Pode-se falar de ciúme justificado e injustificado. O primeiro é direcionado para pessoas com as quais o parceiro tem alguma relação e você acha que existe alguma ameaça. O injustificado, como o próprio nome sugere, se dirige a toda e qualquer pessoa que o parceiro tenha relação, inclusive familiares, sendo causa de transtornos importantes dentro da relação.

Infelizmente, no campo do ciúme diferenciar o real do imaginário não é algo fácil. O que inicialmente eram somente dúvidas podem se transformar em delírios. A busca por respostas para a comprovação gera comportamentos como telefonema surpresa, chegar à casa sem avisar, seguir a pessoa, contratar de detetives, examinar bolsos ou bolsas, roupas íntimas, procurar cheiros de perfumes, vasculhar o celular. Neste padrão de ciúme, por mais que a pessoa busque respostas, as dúvidas nunca serão satisfeitas.

Apesar do ciumento(a) dizer que a única coisa que pretende é preservar a relação, a partir do momento que o ciúme se enquadra na sua manifestação patológica, sentimentos como raiva, vergonha, medo da perda, explosões emocionais e até reações violentas, são os que acabam predominando. Segundo a terapeuta Marilandes Braga, o ciúme vem de dentro da pessoa e se liga à baixa de auto-estima e à insegurança. Dentro deste contexto, o psiquiatra Eduardo Santos afirma que o ciúme nada mais é que um sentimento voltado para a própria pessoa que o sente, representando o medo de perda do outro ou de sua exclusividade sobre ele.

E a tão falada Síndrome de Otelo?

Então, essa síndrome do famosíssimo personagem de Shakespeare, caracteriza- se pelo ciúme desmedido e irracional. Portadores dessa síndrome se encaixam no padrão de ciúme patológico, cuja vontade de controlar o comportamento e os sentimentos do parceiro é predominante. Na síndrome de Otelo há desejo intenso de controle total dos sentimentos e comportamento do companheiro. Os relacionamentos anteriores do parceiro passam a gerar uma preocupação exacerbada, além do medo irracional da perda. Existe caso relatado na literatura em que a mulher marcava o pênis do parceiro e conferia ao fim do dia se a marca continuava intacta.

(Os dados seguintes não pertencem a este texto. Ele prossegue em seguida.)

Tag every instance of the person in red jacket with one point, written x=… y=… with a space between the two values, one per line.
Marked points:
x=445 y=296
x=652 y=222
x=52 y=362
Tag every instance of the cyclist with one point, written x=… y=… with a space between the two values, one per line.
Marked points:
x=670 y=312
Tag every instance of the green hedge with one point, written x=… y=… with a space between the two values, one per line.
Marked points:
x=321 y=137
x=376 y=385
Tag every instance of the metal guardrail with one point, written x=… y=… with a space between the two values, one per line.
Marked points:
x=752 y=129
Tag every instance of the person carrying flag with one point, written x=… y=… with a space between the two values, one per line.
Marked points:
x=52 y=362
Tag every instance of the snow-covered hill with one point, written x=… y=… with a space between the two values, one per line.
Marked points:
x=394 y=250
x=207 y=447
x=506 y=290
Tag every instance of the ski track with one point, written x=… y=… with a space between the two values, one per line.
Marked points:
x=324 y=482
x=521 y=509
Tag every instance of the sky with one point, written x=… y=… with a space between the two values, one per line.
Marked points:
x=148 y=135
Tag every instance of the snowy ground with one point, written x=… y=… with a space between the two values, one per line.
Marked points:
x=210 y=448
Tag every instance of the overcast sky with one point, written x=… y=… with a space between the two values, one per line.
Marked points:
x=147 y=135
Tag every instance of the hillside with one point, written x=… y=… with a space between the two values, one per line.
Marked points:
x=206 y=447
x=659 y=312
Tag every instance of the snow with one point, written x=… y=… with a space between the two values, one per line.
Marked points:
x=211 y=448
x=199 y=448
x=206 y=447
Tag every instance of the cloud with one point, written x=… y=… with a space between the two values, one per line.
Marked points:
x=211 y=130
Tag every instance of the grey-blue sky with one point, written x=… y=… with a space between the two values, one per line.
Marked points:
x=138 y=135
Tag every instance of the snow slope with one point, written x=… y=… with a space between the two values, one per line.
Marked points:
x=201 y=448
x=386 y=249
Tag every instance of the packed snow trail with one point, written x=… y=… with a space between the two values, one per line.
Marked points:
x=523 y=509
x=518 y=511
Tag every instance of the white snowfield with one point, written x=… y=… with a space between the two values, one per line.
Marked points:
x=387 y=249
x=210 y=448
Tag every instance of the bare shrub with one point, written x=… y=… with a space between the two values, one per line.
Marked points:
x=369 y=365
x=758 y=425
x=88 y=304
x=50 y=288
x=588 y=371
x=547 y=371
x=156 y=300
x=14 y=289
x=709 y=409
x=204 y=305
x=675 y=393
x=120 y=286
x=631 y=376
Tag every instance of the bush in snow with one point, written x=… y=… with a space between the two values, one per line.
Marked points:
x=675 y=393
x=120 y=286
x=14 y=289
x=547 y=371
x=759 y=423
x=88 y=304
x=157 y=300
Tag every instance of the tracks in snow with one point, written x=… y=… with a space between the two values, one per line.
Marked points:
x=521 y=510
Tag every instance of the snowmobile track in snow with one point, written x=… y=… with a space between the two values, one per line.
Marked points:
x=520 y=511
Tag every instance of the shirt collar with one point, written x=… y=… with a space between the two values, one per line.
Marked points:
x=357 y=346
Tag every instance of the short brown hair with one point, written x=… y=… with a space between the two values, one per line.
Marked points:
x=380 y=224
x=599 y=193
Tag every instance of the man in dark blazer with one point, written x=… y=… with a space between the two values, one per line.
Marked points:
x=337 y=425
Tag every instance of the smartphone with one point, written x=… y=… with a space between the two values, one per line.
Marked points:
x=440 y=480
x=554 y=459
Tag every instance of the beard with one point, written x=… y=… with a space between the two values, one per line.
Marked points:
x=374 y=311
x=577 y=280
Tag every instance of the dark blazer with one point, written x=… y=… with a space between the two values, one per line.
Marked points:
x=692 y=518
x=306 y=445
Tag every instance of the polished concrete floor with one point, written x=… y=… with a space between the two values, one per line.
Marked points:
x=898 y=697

O ciúme patológico pode ser diagnosticado ainda que o parceiro considerado infiel realmente o seja ou tenha sido. O indivíduo vive uma montanha- russa de emoções como ansiedade, depressão, raiva, vergonha, humilhação, culpa, aumento do desejo sexual e o desejo de vingança. Além destes sentimentos estarem ligados a atitudes violentas, o ciúme neste nível está muito relacionado a outras doenças psiquiátricas, a principal associação é com o Transtorno Obsessivo Compulsivo, o TOC .

Ainda nesta variação excessiva do ciúme, há a interpretação conclusiva de evidências de infidelidade a partir de fatos não significativos, a pessoa se recusa a mudar suas crenças mesmo frente a informações conflitantes, e tendem a acusar o parceiro de infidelidade com muitas outras pessoas.

Segundo Hintz, a aparição de ciúme excessivo com um sentimento de posse sobre o cônjuge e um temor de perdê-lo, originados pela existência de uma insegurança pessoal, leva a uma diminuição do respeito à pessoa amada. Desta maneira, o ciúme demonstra um sinal de instabilidade emocional acentuada, confundindo amor com posse.

De fato, o ciúme está presente em toda relação, em maior ou menor proporção. O importante é a identificação de quando ele passa da medida racional em relação às situações corriqueiras, podendo se expressar como paranoia. Comportamentos exacerbados podem ser detectados facilmente (admitir pode ser o maior problema), sendo a pressão excessiva e o desejo incontrolado de investigação da vida do outro um sinal de que se precisa de ajuda profissional.